The documentary is curiously flat, blunting most of the story’s drama even as it shows the principals clearly near the end of their financial and emotional ropes. But that just makes it an appropriate companion to their CD, which, despite the rich musical and cultural background of the musicians, is little more than generic Nashville. With the most countrified instruments downplayed in Maher’s production, you’d never guess this band once picked and sang the kind of acoustic mountain music repopularized just three years ago by O Brother Where Art Thou?; instead, the fetching but anonymous-sounding voices of lead singer Natasha Borzilova (who also plays acoustic guitar) and backup vocalist Lydia Salnikova (keyboards) are emphasized. Natasha does hit all the notes just right but with no distinguishing style, though in fairness to her, it would take an unusually daring singer to make much out of a lyric like, ” I still wear a locket/ With a picture of you and me by the river/ Was it that long ago” (from “I’m Not Missing You”). Such songs, by the kind of Nashville pros who get most of their life experience sitting in cubicles and writing rooms trying to come up with something that sounds like whatever’s at the top of the charts that week, could use a little Russian darkness in pondering love’s ups and downs; only “I Could Be Persuaded,” thanks to a meaty melody, is catchy enough to work as a single (if the label were to release one, which it won’t—more about that later). The exceptions are the Grammy-nominated “Bearing Straight,” a twangy, band-written instrumental romp featuring lead guitarist/banjoist Ilya Toshinsky, and the traditional “Porushka-Paranya,” which evolves into a Russo-American hyper-hoedown.
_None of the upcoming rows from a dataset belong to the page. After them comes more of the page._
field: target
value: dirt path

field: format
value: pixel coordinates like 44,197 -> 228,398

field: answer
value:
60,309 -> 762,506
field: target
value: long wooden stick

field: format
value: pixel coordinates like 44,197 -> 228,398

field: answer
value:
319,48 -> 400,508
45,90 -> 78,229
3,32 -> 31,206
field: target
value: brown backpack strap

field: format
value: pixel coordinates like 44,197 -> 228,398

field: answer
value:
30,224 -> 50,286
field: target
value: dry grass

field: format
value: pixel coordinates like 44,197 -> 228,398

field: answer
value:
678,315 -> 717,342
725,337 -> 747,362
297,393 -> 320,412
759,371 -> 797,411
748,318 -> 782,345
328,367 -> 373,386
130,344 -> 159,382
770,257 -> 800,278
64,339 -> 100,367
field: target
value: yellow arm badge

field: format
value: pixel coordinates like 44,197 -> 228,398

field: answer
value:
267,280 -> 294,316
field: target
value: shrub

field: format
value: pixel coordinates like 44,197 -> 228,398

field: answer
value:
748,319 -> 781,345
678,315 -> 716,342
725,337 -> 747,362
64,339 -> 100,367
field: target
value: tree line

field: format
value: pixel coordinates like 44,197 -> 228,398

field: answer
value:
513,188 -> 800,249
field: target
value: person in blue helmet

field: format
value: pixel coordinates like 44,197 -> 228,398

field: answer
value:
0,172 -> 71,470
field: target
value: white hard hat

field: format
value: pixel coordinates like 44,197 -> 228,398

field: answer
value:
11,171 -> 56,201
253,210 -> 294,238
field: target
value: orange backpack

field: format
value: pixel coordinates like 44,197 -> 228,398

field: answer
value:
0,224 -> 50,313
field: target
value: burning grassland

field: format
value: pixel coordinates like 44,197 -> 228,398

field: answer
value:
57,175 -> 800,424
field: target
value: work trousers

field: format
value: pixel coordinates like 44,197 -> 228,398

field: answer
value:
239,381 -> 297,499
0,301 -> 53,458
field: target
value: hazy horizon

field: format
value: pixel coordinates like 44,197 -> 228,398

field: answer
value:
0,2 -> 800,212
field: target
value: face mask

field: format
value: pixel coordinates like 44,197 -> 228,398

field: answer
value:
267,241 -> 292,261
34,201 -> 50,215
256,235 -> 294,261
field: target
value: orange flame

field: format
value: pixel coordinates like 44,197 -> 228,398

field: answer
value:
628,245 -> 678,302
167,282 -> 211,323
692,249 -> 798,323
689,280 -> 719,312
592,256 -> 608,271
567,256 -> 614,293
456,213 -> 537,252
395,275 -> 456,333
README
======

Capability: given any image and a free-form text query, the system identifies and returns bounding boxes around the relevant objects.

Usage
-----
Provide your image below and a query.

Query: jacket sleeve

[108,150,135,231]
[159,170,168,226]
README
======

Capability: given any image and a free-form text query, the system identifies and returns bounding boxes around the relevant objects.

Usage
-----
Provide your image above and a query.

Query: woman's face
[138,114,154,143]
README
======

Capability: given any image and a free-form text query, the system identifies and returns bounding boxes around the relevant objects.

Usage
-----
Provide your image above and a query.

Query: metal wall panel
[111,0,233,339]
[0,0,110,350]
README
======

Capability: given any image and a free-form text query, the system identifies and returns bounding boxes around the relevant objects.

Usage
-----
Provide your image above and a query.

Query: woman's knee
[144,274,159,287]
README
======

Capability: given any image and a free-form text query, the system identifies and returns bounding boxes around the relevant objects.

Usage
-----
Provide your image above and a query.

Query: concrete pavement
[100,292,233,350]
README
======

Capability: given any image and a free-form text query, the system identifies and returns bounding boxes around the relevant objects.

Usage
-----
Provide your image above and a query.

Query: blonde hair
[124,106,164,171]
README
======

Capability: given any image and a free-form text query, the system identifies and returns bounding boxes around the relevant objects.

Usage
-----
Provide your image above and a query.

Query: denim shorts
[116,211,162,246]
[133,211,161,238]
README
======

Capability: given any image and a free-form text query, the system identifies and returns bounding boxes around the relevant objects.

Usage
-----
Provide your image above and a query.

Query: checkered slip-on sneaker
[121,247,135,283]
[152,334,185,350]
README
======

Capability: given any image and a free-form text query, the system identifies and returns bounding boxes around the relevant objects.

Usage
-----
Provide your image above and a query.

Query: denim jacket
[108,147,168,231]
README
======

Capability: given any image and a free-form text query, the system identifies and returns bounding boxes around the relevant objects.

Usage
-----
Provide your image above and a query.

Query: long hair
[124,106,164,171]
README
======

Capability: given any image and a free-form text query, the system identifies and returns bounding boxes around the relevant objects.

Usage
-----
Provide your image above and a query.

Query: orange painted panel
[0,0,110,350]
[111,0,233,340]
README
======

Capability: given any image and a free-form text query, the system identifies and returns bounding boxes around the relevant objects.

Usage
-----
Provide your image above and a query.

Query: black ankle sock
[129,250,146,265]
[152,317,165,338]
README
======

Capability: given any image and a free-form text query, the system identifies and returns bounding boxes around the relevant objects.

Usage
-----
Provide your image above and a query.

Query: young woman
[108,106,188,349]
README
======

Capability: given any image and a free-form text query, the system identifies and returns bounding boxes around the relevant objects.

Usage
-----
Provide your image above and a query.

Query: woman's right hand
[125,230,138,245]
The members of Bering Strait are cheerful assimilationists, their classical training and middle-class backgrounds likely easing their transition into America’s musical and social mainstream. Certainly that’s how they come across on their album—and how they’re portrayed, presumably with their approval, in the movie. Though subject to homesickness and longings for Russian food, they take readily to Sex and the City and pancake-house breakfasts. Though drummer Alexander Arzamatsev speaks only Russian in the film, the other men speak good English, and the two women are virtually accent-free. If these well-scrubbed kids have any thoughts about the USA in general beyond the fact that it’s where the music business is, they keep it to themselves. Only Natasha shows anything resembling a rebellious streak; halfway through the movie, she gives herself a punk buzz cut (then sheepishly dons a wig to hide it in public). In one of the movie’s most telling segments, an old-school DJ who insists that fans won’t accept a Russian country group is proved wrong when listener after listener concludes that Bering Strait’s music sounds like the real deal (though one caller denounces them as sounding like Yankees, who clearly are worse than foreigners). The album rode saturation media coverage into the country Top 20, though Universal declined to release a single because it didn’t want to pigeonhole the band as country.

And that seems to portend what’s happening next. Bering Strait is already hinting that the album represents the malleable kids who came to America five years ago, not the adversity-seasoned young adults they are today. They’re supposedly writing their own more pop-oriented material for the second album, due early next year and probably under a new producer; they just switched booking agencies in an attempt to break free of the mainstream country circuit. Given the plainness of their music thus far, it’s a good move, assuming they can deliver; a fusion of tradition-based Russian and American sounds along the lines of “Porushka-Paranya” would definitely be an improvement. Then they’ll just have to keep their fingers crossed that after failing to live up to their press the first time around, there’ll still be an audience paying attention.